All cluster nodes run kubelets which interact with the Docker APIs in order to execute cluster commands, execute/destroy containers, etc…

Architecture: Worker Nodes, Networking

Each worker node runs kube-proxy, a simple network proxy and load balancer. Kubernetes, kube-proxy integration with Container Networking Interface (CNI) allows for cluster network orchestration. Each Pod gets its own IP address. Pod lifecycle events trigger attachment/removal from the underlying software-defined network. CNI implementations allow the cluster to cross-resolve Pods without resorting to NAT.

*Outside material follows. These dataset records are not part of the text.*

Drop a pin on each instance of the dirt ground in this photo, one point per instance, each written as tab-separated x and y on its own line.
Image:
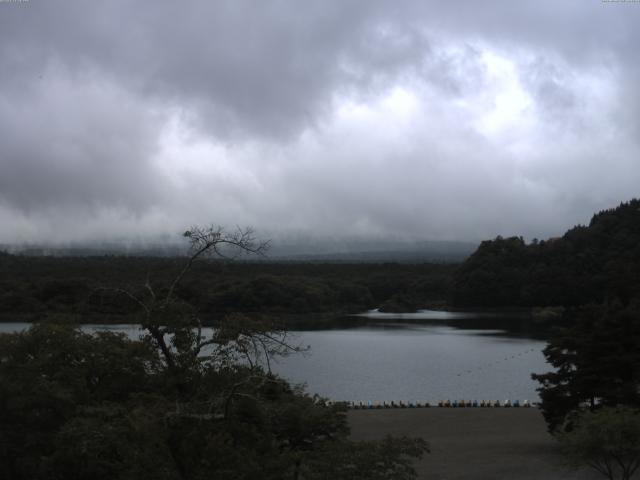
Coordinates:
473	443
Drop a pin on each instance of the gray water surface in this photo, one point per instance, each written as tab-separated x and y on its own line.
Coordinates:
408	362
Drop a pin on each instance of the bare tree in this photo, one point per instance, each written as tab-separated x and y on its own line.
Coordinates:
174	327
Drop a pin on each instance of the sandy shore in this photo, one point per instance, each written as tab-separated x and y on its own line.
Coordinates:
473	443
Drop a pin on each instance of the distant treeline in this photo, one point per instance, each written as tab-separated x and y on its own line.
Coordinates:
82	287
588	264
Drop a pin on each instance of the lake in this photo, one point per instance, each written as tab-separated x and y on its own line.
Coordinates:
392	359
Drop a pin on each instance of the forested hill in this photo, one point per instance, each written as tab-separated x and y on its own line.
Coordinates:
587	264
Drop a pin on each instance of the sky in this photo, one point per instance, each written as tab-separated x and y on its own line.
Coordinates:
417	119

There are various implementations of CNI. The most commonly used ones are:

Calico
Weavenet by WeaveWorks
Flannel

Namespaces

provide a logical partition of the cluster’s resources
kubernetes resources are scoped to a namespace
all resources within a namespace must have unique names
kubernetes allows for assigned quotas for resource limitations within a namespace
namespace of default is used if none other is specified
the kube-system is used for etcd instances, the API servers, controller managers, schedulers, kube proxies, and weave networking CNI pods

API Versioning

Kubernetes provides a clear and consistent API by versioning at the API level rather than at the resource level. The Kubernetes API maturity levels include; stable, beta, alpha.

Kubernetes employs API Groups to aid in frictionless extension of the platform. An API Group consists of a REST path and API version. The core or legacy API Group is /api/v1 and newer, named groups are at REST path: /apis/$GROUP_NAME/$VERSION.

Use kubectl api-versions to get a list of all APIs supported by your clusters API Server.

Pods

A pod the smallest deployable unit in Kubernetes. A pod is a logical group of one or more containers that share the same IP address and port space.

Containers within a pod can find each other via localhost, and can also communicate with each other using standard inter-process communication mechanisms.

Pods are not durable.

apiVersion: v1
kind: Pod
metadata:
  name: redis
spec:
  containers:
  - name: redis
    image: redis

Pods and Selectors/Labels

A label is a key/value pair that is attached to a Kubernetes resource. Labels can be attached to resources at creation time, as well as added and modified at any later time.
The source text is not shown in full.